Prince Harry has been ostracized this week after getting the boot from daddy. King Charles reportedly let his son and daughter-in-law know that they had to vacate their belongings from Frogmore Cottage with four chilling words, which were that the royal residence was now “needed for someone else.”
Good job the whining pair have found sanctuary across the Pond, right? Wrong. Harry’s popularity in the US has sunk forty-eight points since December and his wife Meghan’s has dropped forty points, giving them net approval ratings of minus ten for the duke and minus seventeen for the duchess, according to polling by Redfield & Wilton for Newsweek.

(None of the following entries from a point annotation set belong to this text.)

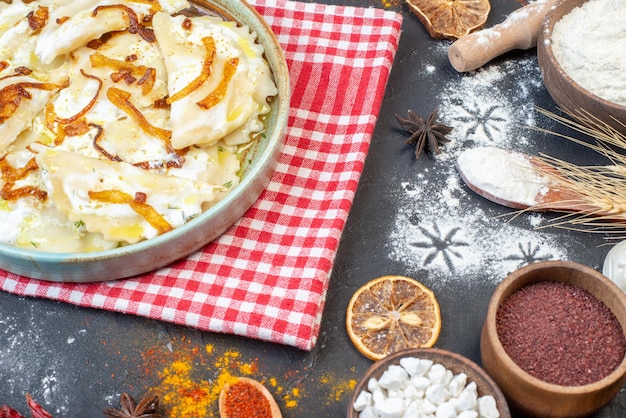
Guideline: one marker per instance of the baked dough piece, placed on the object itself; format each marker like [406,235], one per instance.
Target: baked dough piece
[71,178]
[21,98]
[238,82]
[73,23]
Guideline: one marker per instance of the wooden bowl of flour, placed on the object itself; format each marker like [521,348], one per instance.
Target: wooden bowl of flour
[569,94]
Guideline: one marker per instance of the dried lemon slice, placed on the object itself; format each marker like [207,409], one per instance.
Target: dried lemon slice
[451,19]
[392,313]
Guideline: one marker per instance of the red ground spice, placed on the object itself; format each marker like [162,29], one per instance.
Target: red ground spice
[560,333]
[244,401]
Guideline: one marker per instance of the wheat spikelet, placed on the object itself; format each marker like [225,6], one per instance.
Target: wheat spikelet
[602,189]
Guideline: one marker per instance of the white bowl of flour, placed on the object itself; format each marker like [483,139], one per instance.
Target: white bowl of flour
[581,56]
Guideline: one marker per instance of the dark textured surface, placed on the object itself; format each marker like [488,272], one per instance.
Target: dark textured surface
[77,361]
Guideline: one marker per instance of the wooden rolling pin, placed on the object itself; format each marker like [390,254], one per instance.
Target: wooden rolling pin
[519,31]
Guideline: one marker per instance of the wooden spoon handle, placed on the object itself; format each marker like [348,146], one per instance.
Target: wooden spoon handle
[519,31]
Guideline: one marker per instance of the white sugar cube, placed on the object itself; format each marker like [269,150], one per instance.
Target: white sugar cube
[413,410]
[457,384]
[389,408]
[446,410]
[368,413]
[378,395]
[437,393]
[420,383]
[363,400]
[437,373]
[419,388]
[372,384]
[468,414]
[393,378]
[466,401]
[412,393]
[487,407]
[428,407]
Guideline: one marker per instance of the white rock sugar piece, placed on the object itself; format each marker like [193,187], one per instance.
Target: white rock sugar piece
[487,407]
[506,175]
[412,390]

The couple are now less popular than Prince Andrew, who ironically is the “someone else” that Charles is moving into their home. All together now: “We want privacy! We want privacy!”
Donald Trump may have been uncharacteristically quiet over the last few months, but the former POTUS is said to be making moves. He’s planning to tap into his super PAC’s $60 million war chest to start dropping bombs on his arch-nemesis “Ron DeSanctimonious” on Fox News ads and local broadcasts in early primary states. The ad buy will help 45 circumvent the top news network’s “soft Trump ban.”
Cockburn is looking forward to Trump’s ads, which will fit right in alongside Mike Lindell selling MyPillow and Seb Gorka’s fish oil pills.
A revealing quote from a December interview with Gisele Fetterman in the Washington Blade has been recirculating in the last couple of days:
She shares photos on social media with her 6-foot-8 husband’s head partially cropped out so that her shoes are visible in the frame, and insists that their marriage operates with the unspoken understanding that Gisele is always right when there are differences of opinion. On that latter point, should anyone long for the same dynamic with their spouse or significant other, Gisele Fetterman offers the following advice: “You just have to be really confident in your truth,” she said, adding, “then you just, like, ignore him when he’s speaking.
Former Fox News political editor Chris Stirewalt has been doing the rounds this week, thanks to the Dominion lawsuit against his former employer. Stirewalt has loudly touted the assertion that he was fired for calling Arizona early for Joe Biden on Election Night 2020.
Documents from the lawsuit reveal Rupert Murdoch telling Fox News CEO Suzanne Scott, “Maybe best to let Bill go right away,” in an email on November 20, 2020. “As we conclude the 2020 election cycle, Fox News Digital has realigned its business and reporting structure to meet the demands of this new era,” Fox said at the time.
“It feels really good to be vindicated in this way,” Stirewalt told the Fifth Column podcast as part of his victory lap on Tuesday.
But was the Arizona call the sole reason for Stirewalt’s exit and the timing of it? A well placed source suggests there could have been more to the decision.
“His ouster had little or nothing to do with his predictions,” the source told Cockburn, and more to do with his “unprofessionalism.” Often, the editor could be seen “filming his hits from a sad apartment with a drab couch and bird-themed pillows,” rather than the kind of sophisticated family home more suited to a senior Fox editor. Could there be more to the story…?
Former Spectator deputy editor and current censorious fiend Anne Applebaum drew fire last month after it was revealed she was on the advisory board for the Global Disinformation Index, a partially government-funded site that branded publications such as the New York Post, Reason and RealClearPolitics “disinformation.” Their recommendations were used to dissuade advertisers from spending money with those titles.
Which is why the following tidbit about the GDI website from Reason’s Robby Soave is so juicy:
I wondered if Applebaum was partly responsible — or whether she would now advise GDI to change course. So I emailed her.
Her response was surprising, to say the least.
“Until a few days ago I was not aware that I was listed as an advisor on the GDI website,” writes Applebaum. “I last spoke to them when they were still raising money — probably 2018 or 2019 — and have not advised them on anything or had any contact since. I have asked to have my name taken off their website, which they agreed to do.”